Leaving Fermanagh, a wider perspective might consider the actions of the DUP showing deep uncertainty in its forward path. Bringing in a big hitter for the role may prove a winning tactic, but it lacks longer-term strategy. Mrs Foster is not just seeking a dual mandate, her Party’s ambition would have her hold three political roles.
Along with its own established heavy-hitters, the defection of a small number of high profile and electable Ulster Unionists (of which Mrs Foster is one) has provided the DUP with a near monopoly of political personalities within Unionism. With little political difference between the DUP and UUP this matters greatly. The move by the UUP to create ties with the Conservatives may be an effort to seek some differentiation, but little on the main point of sharing power with Sinn Fein etc: tactical nuances rather than any points of principle separate the two.
The reliance on personalities is not a Northern Irish phenomenon. Mick Hume in spiked identifies an international trend: “we are entering an era, not of two- or even multi-party politics, so much as no-party politics.” In this context, personalities matter.

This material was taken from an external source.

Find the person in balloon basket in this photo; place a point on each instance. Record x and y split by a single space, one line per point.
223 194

Hume also points to the downside of this for political life: “As the gap between the public and the political class widens, political loyalties become more arbitrary and uncertain.” Northern Ireland is not immune to such trends.
Add the volatility and uncertainty of unionist unease at Sinn Fein in Government and it is easy to see why the DUP places reliance on personality over principle. The DUP is not strong enough to proceed with any candidate in Fermanagh at a local council level; it must use the political capital of the popular Mrs Foster.
The spat between the DUP and UUP on the rights and wrongs of a by-election is a distraction from the fact that there is little to separate the two parties. Neither is currently addressing the considerable unease among unionists on the subject of transfer of policing and justice responsibilities from Westminster to the local administration.
In the short term the continued reliance on big personality may deliver another win for the DUP. But being big is not enough in an arbitrary and uncertain political world. Winning is good; but winning comes with a price. While the two main Unionist Parties squabble, the question being increasingly asked by unionists is ‘who’s paying?’